The SE17 Chair grows in London
during lockdown restrictions -recognizing the bountiful material landscape that exists all around us and exploring alternative ways of production.
The SE17 project is an investigation into hyper-local resource streams and how to unlock the value of materials often considered waste by utilising traditional craft techniques. Discarded materials are collected to both create the object and the tools with which to make it: market pallets were transformed into a spring pole lathe to turn the mortise and tenon chair from downed wood found in a nearby park.

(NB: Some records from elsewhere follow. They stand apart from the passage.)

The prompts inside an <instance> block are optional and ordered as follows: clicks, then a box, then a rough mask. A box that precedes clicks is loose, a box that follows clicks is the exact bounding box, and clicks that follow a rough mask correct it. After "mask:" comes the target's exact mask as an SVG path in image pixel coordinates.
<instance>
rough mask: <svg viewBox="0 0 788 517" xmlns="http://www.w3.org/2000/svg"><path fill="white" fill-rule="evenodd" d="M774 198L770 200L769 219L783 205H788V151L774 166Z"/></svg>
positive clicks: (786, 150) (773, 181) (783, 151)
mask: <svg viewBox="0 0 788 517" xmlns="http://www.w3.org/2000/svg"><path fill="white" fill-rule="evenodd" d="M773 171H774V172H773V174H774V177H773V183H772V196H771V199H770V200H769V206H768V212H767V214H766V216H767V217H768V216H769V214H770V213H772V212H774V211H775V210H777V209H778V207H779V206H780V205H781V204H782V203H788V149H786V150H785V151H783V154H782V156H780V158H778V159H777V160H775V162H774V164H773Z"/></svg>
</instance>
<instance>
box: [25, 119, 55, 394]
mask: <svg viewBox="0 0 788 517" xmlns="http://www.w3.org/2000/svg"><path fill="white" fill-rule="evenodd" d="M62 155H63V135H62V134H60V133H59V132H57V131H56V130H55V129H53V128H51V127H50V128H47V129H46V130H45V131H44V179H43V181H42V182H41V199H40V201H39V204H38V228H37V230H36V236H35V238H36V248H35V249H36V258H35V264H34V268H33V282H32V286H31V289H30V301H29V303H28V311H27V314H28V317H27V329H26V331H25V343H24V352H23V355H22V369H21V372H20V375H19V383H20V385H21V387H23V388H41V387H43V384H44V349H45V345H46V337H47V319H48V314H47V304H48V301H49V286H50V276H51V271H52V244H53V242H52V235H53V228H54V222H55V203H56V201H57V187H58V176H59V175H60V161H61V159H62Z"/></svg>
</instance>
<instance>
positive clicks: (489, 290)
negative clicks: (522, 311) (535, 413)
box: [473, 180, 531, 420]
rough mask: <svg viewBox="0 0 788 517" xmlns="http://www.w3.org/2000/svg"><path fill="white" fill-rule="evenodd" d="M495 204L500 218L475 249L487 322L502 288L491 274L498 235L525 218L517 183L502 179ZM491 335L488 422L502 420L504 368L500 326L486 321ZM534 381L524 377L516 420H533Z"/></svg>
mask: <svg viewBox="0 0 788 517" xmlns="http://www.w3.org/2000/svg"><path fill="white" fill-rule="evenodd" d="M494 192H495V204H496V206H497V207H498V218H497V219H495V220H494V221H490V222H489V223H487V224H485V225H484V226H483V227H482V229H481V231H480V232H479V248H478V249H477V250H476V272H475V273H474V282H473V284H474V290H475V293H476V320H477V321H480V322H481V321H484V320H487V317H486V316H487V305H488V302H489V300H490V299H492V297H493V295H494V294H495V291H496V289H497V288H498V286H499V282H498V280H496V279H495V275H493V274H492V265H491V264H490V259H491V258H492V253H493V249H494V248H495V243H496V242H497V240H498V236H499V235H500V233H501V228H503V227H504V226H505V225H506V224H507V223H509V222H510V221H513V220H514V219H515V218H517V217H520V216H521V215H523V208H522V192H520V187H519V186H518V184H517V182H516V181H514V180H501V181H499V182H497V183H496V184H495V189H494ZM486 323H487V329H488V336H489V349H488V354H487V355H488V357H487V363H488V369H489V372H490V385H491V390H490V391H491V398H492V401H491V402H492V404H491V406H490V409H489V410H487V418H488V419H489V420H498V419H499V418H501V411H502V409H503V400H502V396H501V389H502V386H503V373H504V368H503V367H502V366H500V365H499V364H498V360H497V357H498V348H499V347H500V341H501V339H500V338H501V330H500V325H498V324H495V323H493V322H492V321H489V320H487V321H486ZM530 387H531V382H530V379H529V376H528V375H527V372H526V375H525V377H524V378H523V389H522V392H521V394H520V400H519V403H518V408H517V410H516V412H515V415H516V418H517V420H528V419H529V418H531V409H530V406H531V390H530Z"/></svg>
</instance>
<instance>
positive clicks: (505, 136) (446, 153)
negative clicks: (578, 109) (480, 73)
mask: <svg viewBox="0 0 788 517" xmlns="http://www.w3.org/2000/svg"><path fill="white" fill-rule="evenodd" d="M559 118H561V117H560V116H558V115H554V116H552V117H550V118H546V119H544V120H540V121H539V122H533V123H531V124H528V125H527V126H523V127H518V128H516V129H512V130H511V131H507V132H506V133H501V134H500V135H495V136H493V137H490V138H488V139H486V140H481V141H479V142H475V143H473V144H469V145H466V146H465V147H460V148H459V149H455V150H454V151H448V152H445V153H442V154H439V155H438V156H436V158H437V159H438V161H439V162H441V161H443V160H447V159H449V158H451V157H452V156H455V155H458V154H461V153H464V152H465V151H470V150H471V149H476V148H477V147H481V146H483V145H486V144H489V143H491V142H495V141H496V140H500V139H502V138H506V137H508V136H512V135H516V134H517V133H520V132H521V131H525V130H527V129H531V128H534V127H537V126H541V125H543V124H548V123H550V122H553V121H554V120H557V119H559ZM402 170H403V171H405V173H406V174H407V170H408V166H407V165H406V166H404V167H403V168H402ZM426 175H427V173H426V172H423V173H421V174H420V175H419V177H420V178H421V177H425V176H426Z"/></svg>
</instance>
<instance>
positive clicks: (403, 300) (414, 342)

Plastic bags from the market and discarded textiles where cut into strips and twisted into rope to form the seat webbing of the chair.
There is an almost unlimited supply of valuable material discarded in the streets daily, and with a keen eye and the ability to utilize craft techniques one is able to transform the mundane and overlooked into objects which are both long lasting and showcase the care and the hand of the maker.
Instead of relying on professional workshop spaces, precise machines and globalized resource streams to realize a finished object, we are making the tools and machines ourselves, to then build pieces of furniture and create other objects which speak the unique language of their origin.
self initiated project during lockdown restrictions
spring 2020, London
in collaboration with Andrew Scott
KI Award 2020 - highly commended
"Due to the current crises we now see more clearly how fragile global systems are and we believe that it is necessary to investigate alternative ways of production and consumption.
We think that it may point towards a need in the future for us to be more resilient, self sufficient and keen to recognize the enormous potential in what we are surrounded by on a hyper-local level everyday."